Randomized Trial Finds Yoga with Buprenorphine Shortens Withdrawal Time, Improves Symptoms
A randomized trial found that adding a brief supervised yoga program to buprenorphine shortened withdrawal stabilization from about nine to five days and improved HRV, anxiety, sleep, and pain.

A randomized clinical trial led by investigators at the National Institute of Mental Health and Neurosciences (NIMHANS), Bengaluru, with collaborators from Harvard Medical School found that a targeted yoga program added to standard buprenorphine treatment substantially shortened time to opioid withdrawal stabilization and improved physiological and symptom measures.
Fifty-nine men with opioid dependence were randomized to receive buprenorphine alone or buprenorphine plus a short, supervised yoga intervention. The yoga package delivered 10 supervised sessions over roughly two weeks and combined breathwork (pranayama), gentle postures, and brief guided relaxation and meditation including Yoga Nidra elements. The primary outcome was median time to withdrawal stabilization, and the yoga-plus-medication group reached stabilization in about five days versus about nine days in the medication-only group. The study reported an effect estimate indicating the yoga group achieved stabilization roughly 4.4 times faster.
Researchers also measured heart rate variability as an index of autonomic balance and found improvements in HRV among participants who practised yoga, suggesting improved parasympathetic regulation. On patient-reported measures, participants assigned to yoga reported reductions in anxiety, faster sleep onset and overall sleep improvement, and lower pain scores compared with controls. The trial authors listed on the report include Goutham S., Bhargav H., Holla B., et al., with the findings published in JAMA Psychiatry.

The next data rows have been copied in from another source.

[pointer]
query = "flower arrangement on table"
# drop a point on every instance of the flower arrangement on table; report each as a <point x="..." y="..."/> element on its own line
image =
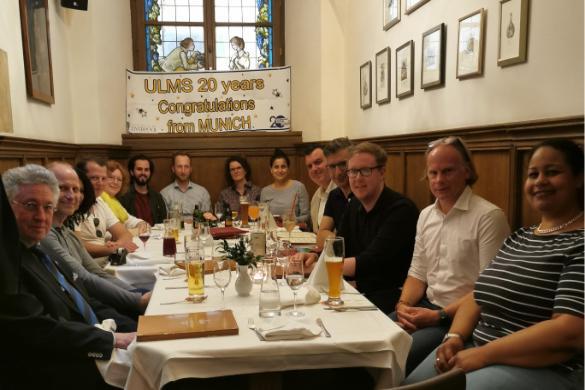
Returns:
<point x="239" y="252"/>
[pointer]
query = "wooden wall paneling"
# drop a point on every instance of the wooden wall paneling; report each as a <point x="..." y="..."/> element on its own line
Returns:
<point x="493" y="169"/>
<point x="417" y="188"/>
<point x="395" y="172"/>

For yoga teachers, clinicians, and community programs, the results give concrete, clinically measured evidence that breath regulation, mindful movement, and relaxation techniques can influence autonomic physiology and tangible clinical outcomes during the acute withdrawal phase. The intervention was short, low-cost, and structured, making it feasible to adapt into medication-assisted treatment settings or recovery programs that already coordinate clinical care. Trauma-informed and medically informed adaptations would be appropriate when working with people in withdrawal or early recovery.

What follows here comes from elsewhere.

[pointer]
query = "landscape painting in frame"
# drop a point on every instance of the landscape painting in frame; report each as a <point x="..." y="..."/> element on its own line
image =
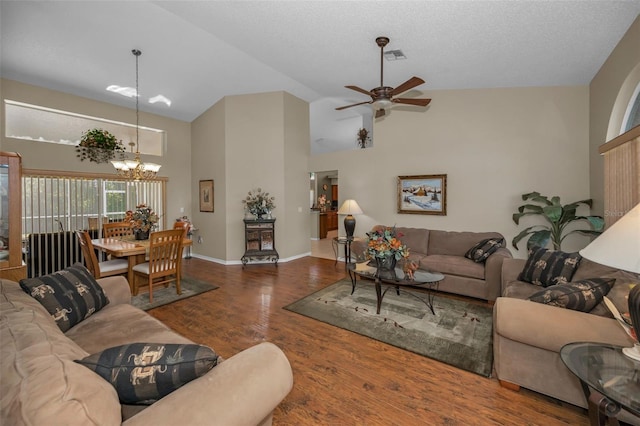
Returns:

The study carries important caveats. It was single-centre, included only male participants, had a relatively small sample size, and followed participants for a short period. Those limitations mean larger, multi-site trials with women and more diverse populations and longer follow-up are needed to confirm durability of benefits and any effects on relapse risk.

This trial frames yoga not only as a wellness practice but as a measurable adjunct in addiction care. For community programs, the next steps are practical: consider training modules in pranayama, gentle asana, and guided relaxation suitable for clinical settings, and seek collaborations with addiction treatment services to test scalable, trauma-informed models that preserve safety and clinical oversight.